Global FDI rose 6 per cent to $1.6 trillion in 2025, ending two years of decline, UNCTAD said.
Developing economies saw only 2 per cent growth to $901 billion, signalling uneven capital access for production-led markets.
Project values are concentrating in strategic sectors, while manufacturing and infrastructure declined.
2026 prospects remain pressured by policy uncertainty and financing.
Developing economies received more than half of global FDI, but regional outcomes varied, the UNCTAD report said. Developing Asia attracted $644 billion, Latin America and the Caribbean rose 14 per cent to $188 billion, and Africa received about $70 billion. Least developed countries saw inflows rise 21 per cent to $43 billion, but still accounted for only 2.7 per cent of global FDI.

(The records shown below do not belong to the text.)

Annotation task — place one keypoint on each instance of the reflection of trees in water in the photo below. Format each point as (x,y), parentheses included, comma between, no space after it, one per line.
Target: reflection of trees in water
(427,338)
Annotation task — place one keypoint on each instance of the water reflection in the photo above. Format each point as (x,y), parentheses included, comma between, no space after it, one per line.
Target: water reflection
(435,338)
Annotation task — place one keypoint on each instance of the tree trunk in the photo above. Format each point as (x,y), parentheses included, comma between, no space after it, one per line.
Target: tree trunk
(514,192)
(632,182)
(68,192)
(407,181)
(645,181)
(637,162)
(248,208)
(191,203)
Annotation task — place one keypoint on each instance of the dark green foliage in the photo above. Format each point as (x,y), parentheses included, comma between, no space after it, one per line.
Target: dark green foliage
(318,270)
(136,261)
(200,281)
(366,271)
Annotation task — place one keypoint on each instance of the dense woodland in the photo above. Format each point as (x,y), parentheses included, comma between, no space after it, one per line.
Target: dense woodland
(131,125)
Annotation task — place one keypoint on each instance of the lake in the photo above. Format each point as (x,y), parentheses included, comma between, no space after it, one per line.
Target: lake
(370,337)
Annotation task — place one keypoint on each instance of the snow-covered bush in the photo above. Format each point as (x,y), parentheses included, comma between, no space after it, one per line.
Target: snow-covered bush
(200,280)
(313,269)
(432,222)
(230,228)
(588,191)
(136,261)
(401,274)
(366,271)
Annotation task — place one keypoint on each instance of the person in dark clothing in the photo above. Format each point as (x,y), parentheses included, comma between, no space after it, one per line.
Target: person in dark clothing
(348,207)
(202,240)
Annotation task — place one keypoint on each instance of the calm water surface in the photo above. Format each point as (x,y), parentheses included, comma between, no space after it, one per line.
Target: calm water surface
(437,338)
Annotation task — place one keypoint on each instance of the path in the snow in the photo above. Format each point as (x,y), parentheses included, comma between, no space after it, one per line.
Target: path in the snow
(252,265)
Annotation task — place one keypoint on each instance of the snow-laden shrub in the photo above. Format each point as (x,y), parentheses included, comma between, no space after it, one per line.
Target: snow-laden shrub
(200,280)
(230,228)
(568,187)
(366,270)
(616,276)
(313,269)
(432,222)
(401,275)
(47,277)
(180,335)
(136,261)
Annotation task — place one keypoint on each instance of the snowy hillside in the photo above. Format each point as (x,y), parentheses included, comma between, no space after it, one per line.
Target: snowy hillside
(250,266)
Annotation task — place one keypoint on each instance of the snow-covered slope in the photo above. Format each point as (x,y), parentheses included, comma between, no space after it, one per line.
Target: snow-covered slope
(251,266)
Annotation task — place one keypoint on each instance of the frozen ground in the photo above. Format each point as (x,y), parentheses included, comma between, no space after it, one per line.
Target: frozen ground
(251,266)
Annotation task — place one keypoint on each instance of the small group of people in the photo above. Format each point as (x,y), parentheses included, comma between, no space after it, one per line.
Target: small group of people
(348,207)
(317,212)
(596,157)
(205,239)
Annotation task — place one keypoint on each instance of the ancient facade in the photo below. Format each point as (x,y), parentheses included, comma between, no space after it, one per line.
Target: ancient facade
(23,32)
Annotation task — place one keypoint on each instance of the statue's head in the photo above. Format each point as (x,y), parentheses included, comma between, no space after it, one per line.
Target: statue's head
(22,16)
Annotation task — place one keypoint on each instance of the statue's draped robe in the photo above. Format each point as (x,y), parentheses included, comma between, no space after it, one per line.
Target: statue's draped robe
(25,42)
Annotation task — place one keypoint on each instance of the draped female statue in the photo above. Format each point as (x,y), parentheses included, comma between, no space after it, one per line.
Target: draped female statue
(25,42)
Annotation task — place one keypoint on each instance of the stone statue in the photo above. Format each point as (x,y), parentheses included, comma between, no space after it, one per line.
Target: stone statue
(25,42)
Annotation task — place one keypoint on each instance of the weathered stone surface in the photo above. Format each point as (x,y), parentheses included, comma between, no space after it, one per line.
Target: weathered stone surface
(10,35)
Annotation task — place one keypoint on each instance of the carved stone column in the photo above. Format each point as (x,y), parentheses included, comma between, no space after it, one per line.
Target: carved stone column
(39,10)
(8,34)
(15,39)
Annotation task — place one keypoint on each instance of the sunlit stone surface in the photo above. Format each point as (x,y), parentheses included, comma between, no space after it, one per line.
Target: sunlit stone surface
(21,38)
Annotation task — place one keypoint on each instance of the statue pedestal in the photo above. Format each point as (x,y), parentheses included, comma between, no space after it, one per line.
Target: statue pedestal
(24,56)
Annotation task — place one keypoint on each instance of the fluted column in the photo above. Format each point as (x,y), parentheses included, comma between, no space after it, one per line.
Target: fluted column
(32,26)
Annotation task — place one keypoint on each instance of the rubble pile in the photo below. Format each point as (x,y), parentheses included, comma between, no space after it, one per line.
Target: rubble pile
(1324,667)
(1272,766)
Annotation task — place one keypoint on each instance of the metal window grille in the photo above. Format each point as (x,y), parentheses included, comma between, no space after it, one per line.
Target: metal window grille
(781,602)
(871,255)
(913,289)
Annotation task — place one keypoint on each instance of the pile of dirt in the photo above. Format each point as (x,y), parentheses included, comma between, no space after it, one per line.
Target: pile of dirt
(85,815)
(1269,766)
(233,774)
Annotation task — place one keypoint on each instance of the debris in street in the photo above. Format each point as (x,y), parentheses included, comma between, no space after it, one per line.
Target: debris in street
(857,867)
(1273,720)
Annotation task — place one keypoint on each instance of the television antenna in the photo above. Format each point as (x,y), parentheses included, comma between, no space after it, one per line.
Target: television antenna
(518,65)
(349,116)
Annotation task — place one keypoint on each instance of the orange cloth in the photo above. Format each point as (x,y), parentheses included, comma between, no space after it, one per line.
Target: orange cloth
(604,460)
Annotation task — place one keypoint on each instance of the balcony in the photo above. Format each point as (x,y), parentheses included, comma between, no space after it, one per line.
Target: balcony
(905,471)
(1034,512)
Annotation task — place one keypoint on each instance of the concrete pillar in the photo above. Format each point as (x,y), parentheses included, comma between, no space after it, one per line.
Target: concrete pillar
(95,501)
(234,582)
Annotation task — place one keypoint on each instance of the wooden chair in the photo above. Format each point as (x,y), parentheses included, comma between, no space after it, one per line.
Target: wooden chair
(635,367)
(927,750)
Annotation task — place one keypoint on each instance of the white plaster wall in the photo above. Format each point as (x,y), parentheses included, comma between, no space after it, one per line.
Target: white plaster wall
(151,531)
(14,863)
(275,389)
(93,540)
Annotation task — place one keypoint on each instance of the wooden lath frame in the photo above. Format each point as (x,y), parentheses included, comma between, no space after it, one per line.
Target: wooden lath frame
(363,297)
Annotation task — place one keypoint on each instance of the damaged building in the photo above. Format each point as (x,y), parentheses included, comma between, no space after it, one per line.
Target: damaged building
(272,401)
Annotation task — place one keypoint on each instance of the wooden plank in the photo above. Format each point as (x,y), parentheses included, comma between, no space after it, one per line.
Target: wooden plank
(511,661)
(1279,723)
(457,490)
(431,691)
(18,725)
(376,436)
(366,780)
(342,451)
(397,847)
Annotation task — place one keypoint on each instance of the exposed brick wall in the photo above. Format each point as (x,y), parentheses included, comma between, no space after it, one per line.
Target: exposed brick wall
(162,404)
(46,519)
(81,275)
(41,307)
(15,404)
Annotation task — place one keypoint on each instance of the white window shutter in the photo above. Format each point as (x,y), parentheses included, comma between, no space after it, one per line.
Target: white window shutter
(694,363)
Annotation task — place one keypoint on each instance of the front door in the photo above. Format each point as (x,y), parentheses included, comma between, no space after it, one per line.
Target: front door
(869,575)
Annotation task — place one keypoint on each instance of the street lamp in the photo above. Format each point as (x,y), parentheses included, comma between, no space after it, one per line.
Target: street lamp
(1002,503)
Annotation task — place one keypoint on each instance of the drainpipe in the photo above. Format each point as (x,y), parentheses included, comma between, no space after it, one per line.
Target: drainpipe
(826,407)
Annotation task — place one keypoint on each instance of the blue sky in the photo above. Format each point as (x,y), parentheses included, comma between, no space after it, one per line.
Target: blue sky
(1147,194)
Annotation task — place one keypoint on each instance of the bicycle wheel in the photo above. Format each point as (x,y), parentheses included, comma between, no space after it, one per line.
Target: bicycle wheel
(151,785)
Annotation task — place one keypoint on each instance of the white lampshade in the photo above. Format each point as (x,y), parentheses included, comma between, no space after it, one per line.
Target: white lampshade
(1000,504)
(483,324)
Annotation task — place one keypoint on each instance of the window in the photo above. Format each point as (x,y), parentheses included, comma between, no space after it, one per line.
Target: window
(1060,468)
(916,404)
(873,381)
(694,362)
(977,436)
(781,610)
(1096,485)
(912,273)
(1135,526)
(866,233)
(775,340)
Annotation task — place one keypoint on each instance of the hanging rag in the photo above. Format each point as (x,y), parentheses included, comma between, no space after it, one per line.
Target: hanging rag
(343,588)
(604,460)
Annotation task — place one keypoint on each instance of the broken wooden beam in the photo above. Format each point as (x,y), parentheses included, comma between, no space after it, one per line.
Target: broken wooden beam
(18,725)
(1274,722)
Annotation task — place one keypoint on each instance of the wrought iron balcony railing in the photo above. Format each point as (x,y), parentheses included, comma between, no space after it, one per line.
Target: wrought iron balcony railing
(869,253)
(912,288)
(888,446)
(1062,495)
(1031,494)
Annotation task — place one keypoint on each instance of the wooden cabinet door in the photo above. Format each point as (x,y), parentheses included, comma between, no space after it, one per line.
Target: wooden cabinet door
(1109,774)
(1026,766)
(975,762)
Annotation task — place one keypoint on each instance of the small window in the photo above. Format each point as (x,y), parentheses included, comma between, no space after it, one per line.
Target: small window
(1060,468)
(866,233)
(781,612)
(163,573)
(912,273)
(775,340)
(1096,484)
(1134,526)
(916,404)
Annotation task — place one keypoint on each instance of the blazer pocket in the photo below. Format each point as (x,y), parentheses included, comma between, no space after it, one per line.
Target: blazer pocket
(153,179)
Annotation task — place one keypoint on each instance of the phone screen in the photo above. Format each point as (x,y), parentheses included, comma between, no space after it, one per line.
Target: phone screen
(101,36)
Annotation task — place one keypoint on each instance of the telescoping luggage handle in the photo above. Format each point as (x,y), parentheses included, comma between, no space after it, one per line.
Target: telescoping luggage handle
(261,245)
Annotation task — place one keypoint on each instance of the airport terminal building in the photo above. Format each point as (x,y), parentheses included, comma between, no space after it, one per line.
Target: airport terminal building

The report said strategic sectors including artificial intelligence infrastructure, semiconductors, critical minerals and energy-transition technologies and services represented 44 per cent of global greenfield project values in 2025, up from 16 per cent in 2020. Project-value growth was led mainly by data centres, followed by oil and gas and semiconductors, while most other sectors declined, including renewable energy, infrastructure and manufacturing.
UNCTAD said governments adopted a record 229 investment policy measures in 2025, with most favourable to investors but many aimed at strategic industries, domestic economic priorities or economic security. For 2026, trade policy uncertainty, geopolitical tensions, conflicts, high financing costs and economic fragmentation are expected to weigh on decisions. The findings will frame UNCTAD’s World Investment Forum 2026 in Doha, Qatar, from October 25 to 27.